Last weekend I felt the nerves and guilt only the innocent experience as I was caught up for a couple of hours in a high security operation. It felt quite menacing being surrounded by mean looking guys in black suits, talking in to walkie talkies and staring at me through high powered nightscope lenses, but I tried to ignore them and carried on eating my choc ice.

This could have been a secret service stake out, a police surveillance operation or a Taliban Talent Night, but the security was much tighter than that. It was, in fact, the first screening in the UK of the movie High School Musical 3.

Working for a radio station I’m lucky and get invited to all sorts of premieres, concerts and glamorous events. I’m usually invited as the night’s piece of rough, but the trade off is that I also have to suffer going to things that put me to sleep, simply because my kids want to go. I begged and pleaded, and even managed, to get out of going to the musical Wicked, but High School Musical was a body swerve too far for me to manage and so, joining hundreds of screaming teenage girls, I took my seat at Disney’s new movie. The cynic in me wants to say it was a pile of steaming, money grubbing, manure but the cynic in me has left the building. I didn’t fall asleep, the kids had a great time and the choc ices were particularly good.

HSM3 is the current teenage feel good movie, reminiscent of more innocent times, more moody than hoodie, and the story is a bit like one of those old black and white rainy Sunday afternoon movies featuring Judy Garland and Mickey Rooney where every problem is solved with someone shouting “I know how to cheer us all up, let’s put on a show”.

Got caught stealing apples? Let’s put on a show. Mom and Pop catch you listening to that new fangled popular beat music? Let’s put on a show. Been arrested shoplifting lager while smuggling coke in your baby’s pram? Let’s put on a show. In short The High School Musical franchise is as innocent and wholesome a way of parting kids from their money as there could be.

These movies will have escaped your attention if you don’t have kids but you really need to know about them in case you’re ever a contestant in a quiz where popular culture comes up as your topic for a million pounds. It’s a phenomenon selling millions of DVDs and albums, not to mention lunch boxes, posters, back packs and over one hundred and sixty other items. You can rail against it all you want but you’d be a very sad person indeed. It’s simply the new millennium’s answer to Grease or Saturday Night Fever, a movie franchise featuring the most subtle, understated and quiet advertising campaign a marketing budget the size of Iceland’s debt can buy.

I remember the excitement of seeing Saturday Night Fever for the first time and my young brain thinking how smart and witty the dialogue was, especially in the scene outside the club where one of Tony’s mates has bagged the new girl in town and taken her out to the back seat of his car. The panting noises left little to the imagination but, just after the screams subsided, I heard my first classic movie line. “That was great. Er, what did you say your name was?” Too young to be James Bond, I vowed that if ever I managed to kiss a girl, that was the line I was going to use.

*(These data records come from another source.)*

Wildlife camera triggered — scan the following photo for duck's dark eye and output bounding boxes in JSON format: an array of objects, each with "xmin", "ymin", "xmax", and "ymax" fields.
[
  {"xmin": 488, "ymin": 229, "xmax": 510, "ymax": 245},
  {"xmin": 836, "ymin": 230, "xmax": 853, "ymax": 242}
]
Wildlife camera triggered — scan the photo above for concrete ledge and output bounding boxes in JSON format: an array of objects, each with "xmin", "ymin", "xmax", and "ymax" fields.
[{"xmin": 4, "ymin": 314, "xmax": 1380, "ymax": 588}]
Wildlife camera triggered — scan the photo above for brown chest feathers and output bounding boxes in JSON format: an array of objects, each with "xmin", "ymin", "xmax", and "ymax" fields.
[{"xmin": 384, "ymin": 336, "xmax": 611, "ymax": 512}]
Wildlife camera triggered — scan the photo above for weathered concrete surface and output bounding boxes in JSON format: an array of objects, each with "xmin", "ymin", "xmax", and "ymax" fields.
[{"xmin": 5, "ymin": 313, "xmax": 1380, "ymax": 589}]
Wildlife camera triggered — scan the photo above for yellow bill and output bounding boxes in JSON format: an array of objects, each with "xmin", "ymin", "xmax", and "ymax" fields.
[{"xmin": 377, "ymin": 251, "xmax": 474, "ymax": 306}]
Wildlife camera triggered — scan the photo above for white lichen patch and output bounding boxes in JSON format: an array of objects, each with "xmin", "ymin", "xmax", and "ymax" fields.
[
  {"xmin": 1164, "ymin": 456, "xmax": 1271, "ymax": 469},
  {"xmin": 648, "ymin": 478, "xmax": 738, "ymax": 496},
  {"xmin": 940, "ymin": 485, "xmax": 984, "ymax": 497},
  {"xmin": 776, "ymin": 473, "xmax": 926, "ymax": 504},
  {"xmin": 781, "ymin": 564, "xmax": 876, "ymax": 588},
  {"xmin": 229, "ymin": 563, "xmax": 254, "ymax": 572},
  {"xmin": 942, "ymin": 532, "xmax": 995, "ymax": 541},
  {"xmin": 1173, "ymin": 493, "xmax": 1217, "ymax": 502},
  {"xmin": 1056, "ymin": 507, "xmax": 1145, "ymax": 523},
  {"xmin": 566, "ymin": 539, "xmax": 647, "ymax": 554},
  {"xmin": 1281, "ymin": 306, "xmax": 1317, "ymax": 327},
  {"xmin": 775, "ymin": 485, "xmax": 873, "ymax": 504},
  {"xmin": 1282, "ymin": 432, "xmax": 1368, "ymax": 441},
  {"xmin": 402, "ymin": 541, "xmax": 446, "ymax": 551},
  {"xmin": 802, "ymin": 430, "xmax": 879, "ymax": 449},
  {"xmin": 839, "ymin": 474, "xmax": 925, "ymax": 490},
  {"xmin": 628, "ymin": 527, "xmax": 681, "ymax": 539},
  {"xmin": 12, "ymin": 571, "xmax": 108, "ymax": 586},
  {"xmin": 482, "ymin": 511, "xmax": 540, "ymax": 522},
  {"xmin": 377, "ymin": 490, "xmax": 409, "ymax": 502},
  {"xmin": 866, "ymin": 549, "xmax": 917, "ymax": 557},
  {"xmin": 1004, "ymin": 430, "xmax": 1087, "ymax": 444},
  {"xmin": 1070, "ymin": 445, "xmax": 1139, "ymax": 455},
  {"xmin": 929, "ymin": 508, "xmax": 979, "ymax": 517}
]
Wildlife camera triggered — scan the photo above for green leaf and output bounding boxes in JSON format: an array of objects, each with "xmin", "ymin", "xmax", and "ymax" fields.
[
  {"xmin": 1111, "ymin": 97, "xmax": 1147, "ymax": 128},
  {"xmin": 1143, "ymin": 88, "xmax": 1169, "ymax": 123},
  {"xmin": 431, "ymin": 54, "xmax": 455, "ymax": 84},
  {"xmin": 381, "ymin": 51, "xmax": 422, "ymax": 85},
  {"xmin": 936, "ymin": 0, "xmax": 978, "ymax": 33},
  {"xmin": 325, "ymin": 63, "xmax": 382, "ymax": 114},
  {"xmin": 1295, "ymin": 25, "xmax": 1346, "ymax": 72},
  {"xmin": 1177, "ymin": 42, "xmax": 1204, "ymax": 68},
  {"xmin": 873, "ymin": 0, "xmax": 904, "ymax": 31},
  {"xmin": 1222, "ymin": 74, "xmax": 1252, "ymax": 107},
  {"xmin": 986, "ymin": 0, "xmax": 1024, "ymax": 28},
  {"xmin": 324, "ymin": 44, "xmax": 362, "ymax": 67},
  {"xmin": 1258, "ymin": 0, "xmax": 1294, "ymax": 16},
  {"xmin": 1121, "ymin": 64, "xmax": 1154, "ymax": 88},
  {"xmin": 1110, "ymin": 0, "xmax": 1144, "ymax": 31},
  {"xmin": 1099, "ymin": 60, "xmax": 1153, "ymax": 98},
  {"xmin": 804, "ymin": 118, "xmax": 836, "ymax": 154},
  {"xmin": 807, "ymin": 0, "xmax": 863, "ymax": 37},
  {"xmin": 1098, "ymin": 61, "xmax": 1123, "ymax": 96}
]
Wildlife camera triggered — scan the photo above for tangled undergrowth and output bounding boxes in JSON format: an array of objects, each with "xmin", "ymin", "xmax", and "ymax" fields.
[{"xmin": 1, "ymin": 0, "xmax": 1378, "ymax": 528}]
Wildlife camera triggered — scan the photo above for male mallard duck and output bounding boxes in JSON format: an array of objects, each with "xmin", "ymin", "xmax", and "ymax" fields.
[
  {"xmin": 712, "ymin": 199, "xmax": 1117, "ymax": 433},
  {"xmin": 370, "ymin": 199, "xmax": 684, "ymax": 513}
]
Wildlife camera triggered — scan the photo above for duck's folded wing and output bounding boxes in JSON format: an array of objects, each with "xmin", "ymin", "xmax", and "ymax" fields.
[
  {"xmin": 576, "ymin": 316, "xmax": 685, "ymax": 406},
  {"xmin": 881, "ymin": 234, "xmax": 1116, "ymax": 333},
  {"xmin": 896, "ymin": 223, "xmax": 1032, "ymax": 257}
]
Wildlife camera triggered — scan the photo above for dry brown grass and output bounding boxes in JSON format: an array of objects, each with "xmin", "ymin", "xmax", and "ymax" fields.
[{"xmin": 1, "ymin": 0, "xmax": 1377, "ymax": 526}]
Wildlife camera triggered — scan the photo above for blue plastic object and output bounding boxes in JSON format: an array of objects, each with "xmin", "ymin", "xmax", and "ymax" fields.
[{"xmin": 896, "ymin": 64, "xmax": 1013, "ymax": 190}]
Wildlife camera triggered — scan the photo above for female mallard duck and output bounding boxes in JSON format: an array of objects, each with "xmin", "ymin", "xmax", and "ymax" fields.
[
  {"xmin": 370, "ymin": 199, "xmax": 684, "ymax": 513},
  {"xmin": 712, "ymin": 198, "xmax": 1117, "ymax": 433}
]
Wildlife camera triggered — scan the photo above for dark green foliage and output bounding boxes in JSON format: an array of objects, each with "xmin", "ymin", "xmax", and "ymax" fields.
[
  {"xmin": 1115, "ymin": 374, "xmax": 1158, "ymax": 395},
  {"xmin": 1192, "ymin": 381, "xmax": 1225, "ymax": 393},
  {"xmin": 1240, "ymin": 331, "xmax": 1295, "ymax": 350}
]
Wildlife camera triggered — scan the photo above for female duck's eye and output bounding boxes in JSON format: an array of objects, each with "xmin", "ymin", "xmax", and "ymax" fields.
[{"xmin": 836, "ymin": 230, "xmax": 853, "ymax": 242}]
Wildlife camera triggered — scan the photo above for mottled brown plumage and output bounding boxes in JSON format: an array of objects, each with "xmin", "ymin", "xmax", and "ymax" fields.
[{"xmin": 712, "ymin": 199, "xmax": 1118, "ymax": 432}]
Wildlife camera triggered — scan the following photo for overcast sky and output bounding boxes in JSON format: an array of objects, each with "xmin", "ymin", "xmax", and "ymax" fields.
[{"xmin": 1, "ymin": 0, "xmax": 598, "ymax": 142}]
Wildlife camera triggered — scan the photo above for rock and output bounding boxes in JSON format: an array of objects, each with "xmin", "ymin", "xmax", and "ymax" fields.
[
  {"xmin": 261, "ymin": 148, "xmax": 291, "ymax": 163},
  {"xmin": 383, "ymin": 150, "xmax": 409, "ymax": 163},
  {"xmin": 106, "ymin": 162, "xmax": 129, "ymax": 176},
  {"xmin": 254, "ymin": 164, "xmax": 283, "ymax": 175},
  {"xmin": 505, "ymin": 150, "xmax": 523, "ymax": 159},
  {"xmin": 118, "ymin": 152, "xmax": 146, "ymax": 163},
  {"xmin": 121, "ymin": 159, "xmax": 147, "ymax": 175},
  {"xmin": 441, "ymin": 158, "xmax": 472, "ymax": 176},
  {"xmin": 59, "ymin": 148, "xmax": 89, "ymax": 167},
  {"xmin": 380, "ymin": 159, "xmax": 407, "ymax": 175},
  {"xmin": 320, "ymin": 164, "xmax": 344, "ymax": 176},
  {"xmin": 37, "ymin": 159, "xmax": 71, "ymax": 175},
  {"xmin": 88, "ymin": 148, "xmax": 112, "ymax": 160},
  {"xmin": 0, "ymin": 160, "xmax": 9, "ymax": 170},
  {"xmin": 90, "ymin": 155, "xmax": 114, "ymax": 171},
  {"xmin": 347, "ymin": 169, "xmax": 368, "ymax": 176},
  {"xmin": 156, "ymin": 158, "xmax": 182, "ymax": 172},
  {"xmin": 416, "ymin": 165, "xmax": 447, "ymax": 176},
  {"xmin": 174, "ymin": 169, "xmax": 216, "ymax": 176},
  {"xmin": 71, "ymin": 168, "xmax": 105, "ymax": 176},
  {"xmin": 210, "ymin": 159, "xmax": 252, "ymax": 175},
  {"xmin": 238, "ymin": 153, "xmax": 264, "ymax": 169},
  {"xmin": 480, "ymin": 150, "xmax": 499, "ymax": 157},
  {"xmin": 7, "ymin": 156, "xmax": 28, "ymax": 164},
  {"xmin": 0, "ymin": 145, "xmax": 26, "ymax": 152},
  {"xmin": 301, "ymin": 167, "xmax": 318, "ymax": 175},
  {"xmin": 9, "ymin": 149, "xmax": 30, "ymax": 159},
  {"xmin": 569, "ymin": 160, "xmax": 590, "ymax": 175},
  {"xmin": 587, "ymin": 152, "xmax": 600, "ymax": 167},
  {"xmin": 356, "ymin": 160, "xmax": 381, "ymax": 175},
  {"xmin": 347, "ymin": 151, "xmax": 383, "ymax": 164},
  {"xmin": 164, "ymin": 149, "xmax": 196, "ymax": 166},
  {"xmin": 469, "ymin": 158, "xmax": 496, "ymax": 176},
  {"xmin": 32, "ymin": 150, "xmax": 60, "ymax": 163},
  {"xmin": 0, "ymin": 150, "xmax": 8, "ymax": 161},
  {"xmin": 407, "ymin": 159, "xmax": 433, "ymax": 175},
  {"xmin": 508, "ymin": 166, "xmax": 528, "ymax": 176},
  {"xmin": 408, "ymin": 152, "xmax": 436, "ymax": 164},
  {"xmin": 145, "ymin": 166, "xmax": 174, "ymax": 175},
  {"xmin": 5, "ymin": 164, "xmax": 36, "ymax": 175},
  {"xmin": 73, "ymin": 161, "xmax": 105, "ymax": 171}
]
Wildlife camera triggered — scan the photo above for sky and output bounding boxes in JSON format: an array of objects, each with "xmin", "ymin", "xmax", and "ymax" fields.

The music was everywhere I went in Glasgow back then and continued for years afterwards. When I worked at a local station called Radio Clyde, alongside a disco DJ called Mr Superbad, I’ll never forget him reading out a request from a woman who had lost her son. The boy had been burned to death in a house fire and, from out of the ashes, Superbad’s solemn requiem soared suitably phoenix like. “I’m so sorry for the loss of your son in that awful fire”, he said. “Let me cheer you up with a record. Here’s Disco Inferno.”

Of course back then movie previews and premieres were much simpler events as the film companies didn’t have to surround the audience with security men worried about mobile phones and small home video cameras pirating their investment. Even if we’d had the camera technology back then the best of Koreans would have found it difficult to hide a couple of hundred betamax video copies under their coats as they approached you in B&Q car park hissing “wanna buy video, cheap?”.

But back to High School Musical. My kids have souvenir posters, notebooks, backpacks and DVDs and even my wife, who I promise you still has a photo of Donny Osmond on her key ring, has put a song from the movie as her ring tone on her mobile. It’s embarrassing to sit with her as “We’re Flying, Soaring…..” echoes round restaurants or worse, funerals.

You’ll get the chance to see the film yourself when it opens worldwide in a few weeks time and if you go then you must tell me what happens when Zac Efron climbs up a drainpipe and enters Gabriella’s bedroom while she’s lying on the bed singing. Just as he entered, my eleven year old daughter said she would burst if she didn’t get to the loo. I offered to take her but she didn’t want to miss anything and, by the time I’d finished pleading, the action had moved on.

It gave me inspiration for an advertising slogan Disney can have for free for their campaign. It sums up the wholesomeness of the movie and the perfection of the cast. The line reads “High School Musical, where no one ever goes to the toilet”. Not even the security men.